Shahrukh Khan
Age: 124
Total Posts: 43596
Points: 0
Location:
Netherlands, Netherlands
Dilwale Dulhaniya Le Jayenge is, by sheer dint of originality, one of the best Hindi films made in the last 20 years. Sure, it's a romance. And we've seen enough candyfloss 'boy flips for bride-to-be after it's too late to cancel the wedding caterers' movies.
But DDLJ took this further. Raj, the protagonist, had, despite his shirt-exclusively-half-tucked-into-pants boyishness, solid character. Therefore his twist: the bride must be had via pursuasion, not purloining.
All the characters are well fleshed out. Raj is immensely identifiable, if largely at an aspirational 'cool' level. Shah Rukh Khan gives a fabulous performance, redefining the Lover for the 1990s with great panache. He's cool and flippant, but sincere enough to appeal to the junta. The performance itself is, like the best in the business, played well enough to come across as effortless, as non-acting.
The only part we might not actually identify with is the super-filmi fight scene, but even this is given plausibility: you might not have punched a man in your life, but there really isn't a better time to start than when the angered stud-boy is buffeting your father on the head.
Shah Rukh not just makes dancing look ridiculously easy, but at moments when Raj switches gears from a Ruk ja brashness to an unrelenting glare at Simran for accepting the decision to marry a man she's never met -- he rocks.
Casting a romance well is vital, and being Yash Chopra's son helps you get a dream pick among the Bollywood market. Aditya, who made his directorial debut with DDLJ, wisely picked Kajol to play Simran, the real-as-life actress bringing warmth and credulity to the initially prudish and reluctant Simran. Not to mention the on-screen chemistry that has become the stuff of legend. There are times when Simran seems unreasonable, but her character is undeniably real -- and her familial background couldn't be more different from Raj's affable daddy (Anupam Kher).
The film is made with great cleverness. It's a modern film with a different look, a feasible storyline, and lots of urbanity in terms of character and dialogue. However, it is crafted to be a blockbuster, and so there is a lot of pandering to the front stalls -- there's a gruff but essentially understandable Amrish Puri looming in the shadows, his hands veritable slapping weapons; there's the Welcome To Punjab song, Ghar Aaja Pardesi; there's the typically clichéd use of background score, rising to a raucous crescendo to coincide with heightening of emotion; and then there are the dragging bits of Ma-Beti dialogue, the only bits in the film that one is weary of after countless viewings.

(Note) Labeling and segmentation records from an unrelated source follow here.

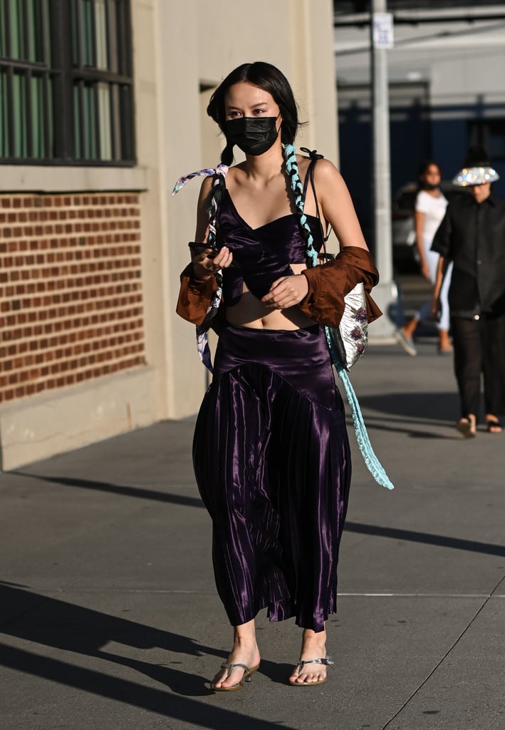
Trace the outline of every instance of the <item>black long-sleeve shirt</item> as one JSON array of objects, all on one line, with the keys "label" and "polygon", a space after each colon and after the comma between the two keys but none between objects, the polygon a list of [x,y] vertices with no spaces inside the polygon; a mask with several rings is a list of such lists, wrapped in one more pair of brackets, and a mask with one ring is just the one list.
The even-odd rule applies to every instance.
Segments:
[{"label": "black long-sleeve shirt", "polygon": [[458,196],[447,206],[431,250],[454,262],[451,316],[505,312],[505,201]]}]

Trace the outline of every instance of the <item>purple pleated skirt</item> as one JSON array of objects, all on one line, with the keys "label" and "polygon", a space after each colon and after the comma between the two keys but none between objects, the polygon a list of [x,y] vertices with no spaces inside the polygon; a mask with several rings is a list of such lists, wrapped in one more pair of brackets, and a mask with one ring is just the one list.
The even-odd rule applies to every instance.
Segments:
[{"label": "purple pleated skirt", "polygon": [[212,520],[217,591],[232,626],[261,609],[315,631],[336,610],[351,475],[324,331],[225,323],[193,464]]}]

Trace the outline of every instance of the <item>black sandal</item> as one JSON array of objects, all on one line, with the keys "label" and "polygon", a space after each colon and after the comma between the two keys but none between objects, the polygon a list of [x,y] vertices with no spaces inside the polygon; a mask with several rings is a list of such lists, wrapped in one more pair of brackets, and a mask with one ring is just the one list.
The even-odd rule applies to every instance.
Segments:
[{"label": "black sandal", "polygon": [[[326,666],[332,666],[334,664],[334,662],[332,661],[331,658],[329,656],[325,656],[323,659],[300,659],[296,665],[296,666],[299,667],[298,675],[298,677],[300,676],[305,664],[325,664]],[[328,674],[328,670],[326,670],[326,673]],[[328,677],[325,677],[323,680],[317,680],[315,682],[291,682],[290,680],[289,683],[292,687],[316,687],[320,684],[325,684],[327,681]]]},{"label": "black sandal", "polygon": [[[501,434],[504,430],[504,424],[499,418],[486,418],[486,431],[488,434]],[[498,431],[493,431],[493,429],[498,429]]]},{"label": "black sandal", "polygon": [[244,682],[250,682],[251,675],[257,672],[260,668],[259,664],[257,664],[255,666],[246,666],[245,664],[242,664],[240,662],[236,662],[233,664],[221,664],[221,669],[226,669],[226,676],[223,678],[223,681],[228,678],[236,666],[239,666],[241,669],[244,670],[242,681],[237,682],[236,685],[231,685],[231,687],[215,687],[214,685],[210,684],[210,688],[215,692],[236,692],[239,690],[244,689]]}]

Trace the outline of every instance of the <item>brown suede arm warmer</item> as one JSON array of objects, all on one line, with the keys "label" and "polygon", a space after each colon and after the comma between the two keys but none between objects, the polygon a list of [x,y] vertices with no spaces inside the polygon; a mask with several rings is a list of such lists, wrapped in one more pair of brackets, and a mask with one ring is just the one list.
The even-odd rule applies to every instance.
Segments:
[{"label": "brown suede arm warmer", "polygon": [[344,312],[344,297],[363,282],[366,293],[369,322],[381,316],[370,291],[379,282],[379,272],[369,251],[358,246],[346,246],[331,261],[306,269],[309,291],[298,307],[319,324],[338,327]]},{"label": "brown suede arm warmer", "polygon": [[175,311],[188,322],[201,324],[212,294],[217,291],[217,283],[215,276],[209,276],[208,279],[197,279],[193,264],[189,264],[180,275],[180,290]]}]

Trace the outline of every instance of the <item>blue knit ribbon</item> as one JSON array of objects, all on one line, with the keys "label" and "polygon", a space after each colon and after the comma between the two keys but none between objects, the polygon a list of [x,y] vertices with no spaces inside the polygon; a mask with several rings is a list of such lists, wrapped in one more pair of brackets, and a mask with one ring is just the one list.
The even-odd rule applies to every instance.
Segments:
[{"label": "blue knit ribbon", "polygon": [[[317,266],[319,264],[317,253],[312,245],[313,239],[312,232],[309,224],[307,222],[307,218],[303,212],[304,200],[301,194],[301,181],[300,180],[300,176],[298,174],[298,165],[296,163],[296,150],[294,145],[287,145],[285,146],[284,153],[286,158],[286,171],[290,175],[291,188],[295,193],[295,202],[298,213],[300,214],[300,226],[304,228],[306,231],[306,237],[304,237],[306,238],[307,250],[305,253],[309,261],[310,261],[311,266]],[[351,381],[349,380],[349,375],[340,361],[339,354],[335,347],[335,343],[334,342],[333,337],[330,334],[330,329],[328,327],[325,327],[325,334],[326,336],[326,340],[330,349],[331,360],[335,366],[337,375],[344,385],[345,394],[347,396],[347,401],[349,402],[351,415],[352,417],[352,423],[354,424],[354,430],[356,434],[356,441],[358,442],[358,446],[361,452],[361,456],[364,459],[366,468],[370,472],[370,474],[372,475],[377,484],[380,484],[381,486],[385,487],[386,489],[394,489],[392,482],[386,474],[384,467],[377,458],[375,452],[371,447],[366,426],[365,426],[365,422],[363,419],[363,414],[361,413],[361,409],[360,408],[358,396],[354,392],[354,388],[352,388]]]},{"label": "blue knit ribbon", "polygon": [[[209,207],[208,243],[212,243],[215,241],[216,237],[217,203],[215,191],[215,189],[220,185],[220,179],[223,179],[226,177],[228,170],[228,165],[220,164],[217,165],[217,167],[204,167],[201,170],[196,170],[195,172],[190,172],[189,174],[182,175],[182,177],[180,177],[174,185],[174,189],[171,193],[172,196],[177,195],[179,191],[181,190],[187,182],[189,182],[190,180],[193,180],[193,177],[208,177],[210,175],[213,176],[212,196],[211,197],[210,205]],[[200,359],[207,370],[209,370],[210,372],[213,372],[214,369],[212,368],[210,347],[209,347],[209,328],[210,326],[211,320],[215,316],[217,310],[219,309],[219,306],[221,303],[221,299],[223,297],[223,277],[220,269],[219,271],[215,272],[215,277],[218,285],[217,291],[215,291],[212,296],[212,301],[209,305],[203,323],[196,326],[196,347],[198,349]]]}]

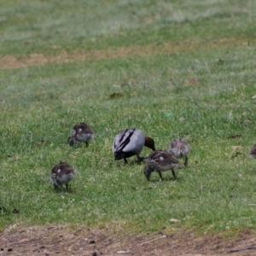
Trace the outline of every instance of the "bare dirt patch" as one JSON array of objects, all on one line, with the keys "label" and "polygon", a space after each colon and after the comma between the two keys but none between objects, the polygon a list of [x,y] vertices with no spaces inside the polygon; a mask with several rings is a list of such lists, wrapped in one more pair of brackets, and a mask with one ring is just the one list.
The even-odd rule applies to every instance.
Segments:
[{"label": "bare dirt patch", "polygon": [[106,230],[60,226],[30,227],[0,234],[0,255],[256,255],[256,236],[249,231],[233,240],[217,236],[109,235]]},{"label": "bare dirt patch", "polygon": [[232,48],[247,45],[248,42],[253,44],[255,43],[254,41],[253,42],[246,38],[218,38],[203,42],[198,39],[187,39],[180,42],[166,42],[148,45],[109,48],[105,49],[77,49],[72,53],[67,53],[66,50],[63,50],[56,55],[47,55],[42,53],[34,53],[24,56],[2,55],[0,56],[0,69],[20,68],[50,63],[97,61],[118,57],[143,56],[155,54],[172,54],[183,51]]}]

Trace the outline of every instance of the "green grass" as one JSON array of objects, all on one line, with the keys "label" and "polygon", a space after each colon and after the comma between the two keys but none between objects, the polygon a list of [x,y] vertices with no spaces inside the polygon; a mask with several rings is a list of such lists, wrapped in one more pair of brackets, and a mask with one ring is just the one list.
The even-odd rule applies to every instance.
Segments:
[{"label": "green grass", "polygon": [[[87,26],[81,23],[83,2],[63,1],[59,9],[54,1],[3,2],[0,31],[6,36],[1,38],[1,54],[51,54],[42,46],[45,42],[75,50],[195,36],[202,44],[209,38],[253,38],[253,2],[224,2],[152,1],[147,6],[143,1],[91,1],[83,11],[91,15],[86,19],[98,19]],[[168,13],[166,6],[178,11],[172,13],[170,7]],[[160,19],[142,24],[148,13],[154,17],[165,9]],[[129,16],[133,11],[137,20]],[[118,26],[115,19],[121,22]],[[40,30],[32,29],[37,24]],[[24,34],[20,26],[26,28]],[[129,37],[119,36],[124,31]],[[89,44],[92,37],[102,42]],[[203,46],[204,50],[172,55],[0,70],[0,207],[7,209],[0,212],[0,229],[13,224],[67,224],[135,233],[164,228],[255,230],[256,167],[247,154],[255,142],[256,48],[253,44]],[[111,99],[113,93],[121,96]],[[166,117],[168,113],[172,116]],[[80,121],[88,122],[96,137],[88,148],[71,148],[67,137]],[[129,127],[154,137],[157,148],[167,148],[174,137],[188,139],[189,166],[177,170],[177,181],[163,172],[162,183],[156,173],[147,182],[144,164],[113,160],[114,136]],[[241,137],[228,138],[234,135]],[[232,146],[241,146],[241,154]],[[143,155],[149,153],[145,148]],[[61,160],[77,170],[73,193],[55,193],[50,183],[50,169]]]}]

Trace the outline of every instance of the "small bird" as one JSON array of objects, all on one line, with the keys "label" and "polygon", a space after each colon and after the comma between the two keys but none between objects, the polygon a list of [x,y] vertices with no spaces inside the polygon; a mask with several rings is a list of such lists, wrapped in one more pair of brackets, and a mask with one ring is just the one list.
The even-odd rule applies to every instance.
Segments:
[{"label": "small bird", "polygon": [[68,183],[76,175],[74,169],[67,162],[60,162],[51,169],[51,180],[55,189],[61,187],[64,191],[62,184],[66,184],[66,191],[68,191]]},{"label": "small bird", "polygon": [[71,135],[67,139],[70,146],[75,143],[85,143],[86,147],[89,145],[89,141],[92,140],[95,133],[92,129],[85,123],[76,124],[71,131]]},{"label": "small bird", "polygon": [[256,158],[256,144],[254,144],[252,147],[250,154],[249,154],[249,157],[251,157],[251,158]]},{"label": "small bird", "polygon": [[176,156],[167,150],[156,150],[151,153],[148,157],[148,162],[144,168],[144,174],[150,180],[150,176],[153,172],[157,172],[160,179],[163,179],[161,171],[172,170],[172,173],[176,179],[174,172],[175,167],[183,167]]},{"label": "small bird", "polygon": [[189,146],[183,138],[177,138],[171,142],[169,152],[172,153],[177,158],[185,158],[184,166],[188,166],[188,154],[189,154]]},{"label": "small bird", "polygon": [[112,151],[114,160],[124,159],[125,163],[127,164],[126,158],[137,155],[137,161],[140,162],[145,159],[139,155],[144,146],[155,150],[154,139],[144,137],[141,130],[136,128],[123,130],[118,133],[113,143]]}]

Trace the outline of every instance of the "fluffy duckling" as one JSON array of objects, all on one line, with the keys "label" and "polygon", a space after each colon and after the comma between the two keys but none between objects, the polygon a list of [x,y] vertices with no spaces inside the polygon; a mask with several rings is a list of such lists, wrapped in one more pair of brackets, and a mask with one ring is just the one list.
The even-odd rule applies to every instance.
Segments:
[{"label": "fluffy duckling", "polygon": [[171,152],[167,150],[156,150],[148,155],[148,162],[144,168],[144,174],[148,181],[149,181],[151,172],[157,172],[160,179],[162,179],[161,171],[172,170],[174,179],[176,179],[173,168],[183,166],[183,165]]},{"label": "fluffy duckling", "polygon": [[68,183],[71,182],[76,173],[73,167],[67,162],[60,162],[51,169],[51,180],[55,189],[59,189],[61,187],[64,191],[62,184],[66,184],[66,191],[68,191]]},{"label": "fluffy duckling", "polygon": [[185,158],[184,166],[188,166],[188,154],[189,154],[189,146],[183,138],[177,138],[171,142],[169,152],[172,153],[177,158]]},{"label": "fluffy duckling", "polygon": [[254,144],[252,147],[250,154],[249,154],[249,157],[251,157],[251,158],[256,158],[256,144]]},{"label": "fluffy duckling", "polygon": [[113,143],[112,151],[114,160],[124,159],[125,163],[127,164],[126,158],[137,155],[137,161],[140,162],[144,160],[139,155],[144,146],[155,150],[154,139],[144,137],[141,130],[136,128],[123,130],[118,133]]},{"label": "fluffy duckling", "polygon": [[86,147],[89,145],[89,141],[92,140],[95,137],[95,133],[92,129],[85,123],[76,124],[71,135],[67,139],[70,146],[73,146],[75,143],[85,143]]}]

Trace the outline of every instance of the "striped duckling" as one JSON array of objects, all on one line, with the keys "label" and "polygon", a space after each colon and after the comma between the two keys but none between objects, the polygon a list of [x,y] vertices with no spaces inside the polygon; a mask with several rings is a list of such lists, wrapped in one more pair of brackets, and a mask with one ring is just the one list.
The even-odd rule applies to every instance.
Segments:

The magic is in the balance. The film works because it treads the fine line between commercial and interesting cinema with an awful lot of flair. And it staunchly refuses to age. Multiple viewings bring out nuances in scenes, gestures, dialogue -- things we might have missed the first half-dozen times we watched DDLJ.
And then there are the little bits of detail that the director wisely didn't go into -- for one, I'm a firm subscriber to the idea that Raj snuck a peek at Simran's diary (probably the night she got drunk and he wrapped her in his white shirt), without which it would be quite unthinkable for him to mouth words like 'andekhe anjaane' (unseen stranger) to play at wooing her.
We all have our favourite moments from the film -- Raj's valiant AlPacino-AlPacino attempt at Europeanese; Anupam Kher's befuddled attempts at engineering marital bliss, unaware of the bride in question; Tujhe dekha to jaana sanam, when Lata Mangeshkar sang as gloriously as gold; an alarmed Raj stammering 'beer' instead of lassi to Amrish Puri; and there are women, I kid you not, who actually swoon each time Shah Rukh, driving a convertible during Ho gaya hai tujhko to pyaar sajna, runs a hand through his windswept hair.